Um ar de sigilo calculado paira sobre as operações da Arena. Dr. Joung, que renunciou ao Mass General no ano passado, disse que não disse aos ex-colegas para onde estava indo e que vários perguntaram se ele estava com uma doença terminal. Cahill disse que vários cientistas que ele contratou tiveram o acesso ao e-mail da universidade rapidamente desativado e receberam duras ameaças legais de retribuição se tentassem recrutar ex-colegas – um fenômeno comum no mundo dos negócios que conta como soco inglês na academia.
Os cinco bilionários que apoiam a Arena incluem Michael Chambers, um titã da indústria e o homem mais rico da Dakota do Norte, e Elisabeth DeLuca, a viúva do fundador da rede Subway.

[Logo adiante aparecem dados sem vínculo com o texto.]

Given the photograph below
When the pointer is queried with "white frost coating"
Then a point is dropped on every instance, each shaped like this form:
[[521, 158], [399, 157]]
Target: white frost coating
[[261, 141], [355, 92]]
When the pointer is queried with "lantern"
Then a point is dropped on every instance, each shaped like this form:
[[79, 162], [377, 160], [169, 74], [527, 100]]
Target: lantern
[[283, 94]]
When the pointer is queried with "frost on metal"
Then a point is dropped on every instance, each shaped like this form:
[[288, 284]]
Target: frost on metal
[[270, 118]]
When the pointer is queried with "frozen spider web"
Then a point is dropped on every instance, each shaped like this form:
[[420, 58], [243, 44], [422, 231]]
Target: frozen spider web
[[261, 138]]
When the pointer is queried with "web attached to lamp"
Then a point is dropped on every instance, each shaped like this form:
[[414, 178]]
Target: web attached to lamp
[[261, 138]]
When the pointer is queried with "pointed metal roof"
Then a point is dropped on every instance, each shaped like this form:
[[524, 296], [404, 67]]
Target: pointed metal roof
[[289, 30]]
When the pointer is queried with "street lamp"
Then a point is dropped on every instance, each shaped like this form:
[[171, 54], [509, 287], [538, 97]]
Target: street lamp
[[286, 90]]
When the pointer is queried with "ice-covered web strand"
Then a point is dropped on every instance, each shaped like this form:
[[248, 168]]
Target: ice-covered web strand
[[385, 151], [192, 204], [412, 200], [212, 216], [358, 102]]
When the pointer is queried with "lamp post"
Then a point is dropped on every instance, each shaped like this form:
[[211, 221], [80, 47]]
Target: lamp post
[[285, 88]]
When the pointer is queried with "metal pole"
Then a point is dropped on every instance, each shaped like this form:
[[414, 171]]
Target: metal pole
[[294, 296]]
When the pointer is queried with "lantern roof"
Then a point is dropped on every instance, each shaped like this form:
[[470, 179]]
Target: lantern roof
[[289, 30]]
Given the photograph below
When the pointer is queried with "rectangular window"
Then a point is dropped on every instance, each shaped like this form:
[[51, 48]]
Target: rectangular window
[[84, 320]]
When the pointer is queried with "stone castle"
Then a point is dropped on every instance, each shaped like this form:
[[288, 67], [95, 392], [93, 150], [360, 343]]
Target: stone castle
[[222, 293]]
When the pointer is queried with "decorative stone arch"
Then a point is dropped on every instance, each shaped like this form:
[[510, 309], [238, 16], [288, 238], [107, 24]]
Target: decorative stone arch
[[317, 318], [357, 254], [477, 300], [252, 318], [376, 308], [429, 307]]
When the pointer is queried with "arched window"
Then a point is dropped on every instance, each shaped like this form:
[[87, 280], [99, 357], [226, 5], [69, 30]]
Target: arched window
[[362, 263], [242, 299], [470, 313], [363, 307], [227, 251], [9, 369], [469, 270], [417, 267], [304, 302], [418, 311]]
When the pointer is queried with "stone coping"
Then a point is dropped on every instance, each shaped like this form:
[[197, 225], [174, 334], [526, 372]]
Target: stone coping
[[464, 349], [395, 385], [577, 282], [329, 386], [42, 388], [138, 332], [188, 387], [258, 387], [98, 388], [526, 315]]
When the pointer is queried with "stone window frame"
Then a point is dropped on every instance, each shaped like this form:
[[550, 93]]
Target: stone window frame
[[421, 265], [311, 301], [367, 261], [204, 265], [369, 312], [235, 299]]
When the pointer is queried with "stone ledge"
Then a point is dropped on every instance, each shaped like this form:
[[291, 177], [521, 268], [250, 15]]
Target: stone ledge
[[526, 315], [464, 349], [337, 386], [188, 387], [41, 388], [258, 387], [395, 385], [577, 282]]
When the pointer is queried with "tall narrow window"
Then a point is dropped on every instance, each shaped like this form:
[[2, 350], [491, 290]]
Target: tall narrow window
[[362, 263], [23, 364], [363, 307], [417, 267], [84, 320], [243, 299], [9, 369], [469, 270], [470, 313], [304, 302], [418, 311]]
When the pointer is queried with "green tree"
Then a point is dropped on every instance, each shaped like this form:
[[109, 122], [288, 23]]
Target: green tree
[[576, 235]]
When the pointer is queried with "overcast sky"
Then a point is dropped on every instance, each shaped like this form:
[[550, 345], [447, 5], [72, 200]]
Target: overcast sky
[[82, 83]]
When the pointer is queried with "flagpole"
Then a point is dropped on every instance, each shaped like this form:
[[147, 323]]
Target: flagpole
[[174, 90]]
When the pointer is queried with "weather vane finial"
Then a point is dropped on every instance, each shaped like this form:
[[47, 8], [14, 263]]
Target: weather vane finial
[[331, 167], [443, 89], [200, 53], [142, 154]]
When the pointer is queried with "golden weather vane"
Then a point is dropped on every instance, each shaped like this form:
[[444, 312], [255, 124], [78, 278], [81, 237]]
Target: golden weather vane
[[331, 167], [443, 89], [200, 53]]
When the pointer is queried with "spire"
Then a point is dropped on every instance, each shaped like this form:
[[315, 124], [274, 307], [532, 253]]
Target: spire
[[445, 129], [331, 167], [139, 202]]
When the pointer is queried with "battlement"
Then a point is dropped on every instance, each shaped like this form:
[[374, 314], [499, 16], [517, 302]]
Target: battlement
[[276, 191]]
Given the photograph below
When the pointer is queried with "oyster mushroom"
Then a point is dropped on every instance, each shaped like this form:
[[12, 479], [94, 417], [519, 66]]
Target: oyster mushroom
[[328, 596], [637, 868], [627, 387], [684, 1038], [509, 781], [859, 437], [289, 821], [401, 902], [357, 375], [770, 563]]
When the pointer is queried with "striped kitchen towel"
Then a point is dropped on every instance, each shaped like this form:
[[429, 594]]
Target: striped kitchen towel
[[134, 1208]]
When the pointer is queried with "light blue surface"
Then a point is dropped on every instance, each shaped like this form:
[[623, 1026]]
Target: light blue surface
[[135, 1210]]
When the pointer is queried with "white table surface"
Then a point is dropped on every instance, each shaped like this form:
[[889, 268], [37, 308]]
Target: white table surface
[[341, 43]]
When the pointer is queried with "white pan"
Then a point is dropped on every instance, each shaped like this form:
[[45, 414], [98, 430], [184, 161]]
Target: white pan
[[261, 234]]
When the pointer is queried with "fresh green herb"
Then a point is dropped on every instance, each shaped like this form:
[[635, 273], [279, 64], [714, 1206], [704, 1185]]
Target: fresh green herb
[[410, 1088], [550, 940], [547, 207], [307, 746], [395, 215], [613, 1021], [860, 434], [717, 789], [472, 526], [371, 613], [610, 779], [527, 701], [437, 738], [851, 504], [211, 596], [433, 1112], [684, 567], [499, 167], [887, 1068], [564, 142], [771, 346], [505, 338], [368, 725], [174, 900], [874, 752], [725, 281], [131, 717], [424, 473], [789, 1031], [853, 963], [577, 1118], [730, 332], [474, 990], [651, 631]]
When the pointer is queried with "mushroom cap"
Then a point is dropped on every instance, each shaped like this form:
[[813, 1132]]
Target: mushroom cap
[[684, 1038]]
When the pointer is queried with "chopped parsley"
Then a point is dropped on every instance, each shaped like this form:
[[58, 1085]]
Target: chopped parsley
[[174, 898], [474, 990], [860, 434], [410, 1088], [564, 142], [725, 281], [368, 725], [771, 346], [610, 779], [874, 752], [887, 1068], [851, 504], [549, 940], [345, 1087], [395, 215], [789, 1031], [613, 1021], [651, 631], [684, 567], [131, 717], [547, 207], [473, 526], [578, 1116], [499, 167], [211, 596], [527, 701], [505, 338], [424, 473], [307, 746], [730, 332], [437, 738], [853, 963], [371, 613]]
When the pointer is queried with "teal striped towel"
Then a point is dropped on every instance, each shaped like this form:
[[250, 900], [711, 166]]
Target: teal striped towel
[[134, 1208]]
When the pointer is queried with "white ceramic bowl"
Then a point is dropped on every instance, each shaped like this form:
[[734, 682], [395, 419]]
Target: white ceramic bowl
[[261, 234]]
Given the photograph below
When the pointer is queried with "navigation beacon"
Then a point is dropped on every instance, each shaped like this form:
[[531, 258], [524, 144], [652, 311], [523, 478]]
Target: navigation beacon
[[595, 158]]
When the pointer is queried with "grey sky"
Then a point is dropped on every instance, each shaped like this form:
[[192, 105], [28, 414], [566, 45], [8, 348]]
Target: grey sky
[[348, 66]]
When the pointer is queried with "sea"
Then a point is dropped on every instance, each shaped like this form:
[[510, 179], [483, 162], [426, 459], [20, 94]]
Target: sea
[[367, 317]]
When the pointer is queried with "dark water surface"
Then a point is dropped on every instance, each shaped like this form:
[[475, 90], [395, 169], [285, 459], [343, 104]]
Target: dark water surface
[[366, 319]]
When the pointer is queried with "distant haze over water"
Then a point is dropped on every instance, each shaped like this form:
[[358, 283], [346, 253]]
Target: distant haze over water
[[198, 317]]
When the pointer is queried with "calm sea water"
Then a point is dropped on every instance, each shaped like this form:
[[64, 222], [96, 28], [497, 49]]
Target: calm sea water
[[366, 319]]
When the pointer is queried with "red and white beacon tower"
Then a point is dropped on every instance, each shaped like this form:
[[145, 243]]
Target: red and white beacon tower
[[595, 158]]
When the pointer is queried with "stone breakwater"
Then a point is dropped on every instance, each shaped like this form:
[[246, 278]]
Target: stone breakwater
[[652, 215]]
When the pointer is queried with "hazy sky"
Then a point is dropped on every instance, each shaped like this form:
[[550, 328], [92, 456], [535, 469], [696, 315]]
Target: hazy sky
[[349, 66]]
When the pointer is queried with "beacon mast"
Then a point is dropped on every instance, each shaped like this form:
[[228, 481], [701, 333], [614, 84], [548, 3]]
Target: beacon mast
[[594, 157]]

Cada um deles investiu US$ 100 milhões e espera dobrar ou triplicar seu investimento em rodadas posteriores.
Em materiais confidenciais fornecidos a investidores e outros, a Arena se descreve como “um bem público financiado de forma privada e totalmente independente”.
Os apoiadores da Arena disseram em entrevistas que não pretendiam interromper totalmente as doações às universidades. Duke recusou uma oferta do Sr. Pagliuca, ex-aluno e membro do conselho, para instalar parte do laboratório lá. Dell, um importante doador do sistema hospitalar da Universidade do Texas em sua cidade natal, Austin, alugou espaço para um segundo laboratório Arena lá.
Schreiber disse que seriam necessários anos – e bilhões de dólares em financiamento adicional – antes que a equipe descobrisse se seu modelo levaria à produção de algum medicamento digno.
“Vai ser melhor ou pior?” Dr. Schreiber disse. “Não sei, mas vale a pena tentar.”
Áudio produzido por Patrícia Sulbarán.